Concernant la gestion des risques, la première démarche des DA se situe au niveau des risques matière, d’approvisionnement et de dépendance économique.

La reconfiguration des relations avec les fournisseurs et le renforcement du maillage de tout l’écosystème s’imposent pour faire face à ses risques. On voit ainsi apparaître des programmes de développement fournisseurs et d’open innovation, instaurant alors une relation plus forte, dépassant la simple collaboration commerciale.

Un recours nécessaire à la technologie

Le modèle opératoire des achats doit changer, une évolution qui passera par plus de technologies et le développement d’espace de collaboration avec à la fois les prescripteurs et les fournisseurs.

Les DA souhaitent investir dans la technologie, mais sont souvent retenus par les défis de l’intégration. Près des deux tiers des Directions Achat investissent dans des portails de fournisseurs, alors que 17% travaillent avec des partenaires pour offrir des outils de collaboration. D’autre part, seules 6% des Directions Achat disent s’intéresser aux réseaux sociaux.

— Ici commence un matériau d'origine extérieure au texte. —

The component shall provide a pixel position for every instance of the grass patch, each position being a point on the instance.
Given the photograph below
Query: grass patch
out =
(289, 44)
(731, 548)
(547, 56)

Une nouvelle approche de l’acquisition de technologie est nécessaire afin de permettre au service achats de maitriser son ampleur et sa complexité et obtenir une plus grande valeur dans les prestations d’achats.

La course aux talents, un enjeu de premier plan

Enfin, 57% des Directeurs Achats estiment que les compétences des acheteurs doivent être renforcées pour mener à bien la stratégie d’achat définie, notamment les soft skills comme le leadership, la capacité à influencer, la communication ou encore la construction de relations.

Enfin, les Directeurs Achats souhaitent  renforcer les compétences de sourcing de l’innovation par un pool de talents dédiés.

 « L’acheteur aujourd’hui doit avoir un esprit de start-up, d’entrepreneur, capable de fédérer, et devenir un véritable partenaire privilégié des autres directions. », conclut Magali Testard, Associée Conseil responsable Achats et supply chain chez Deloitte.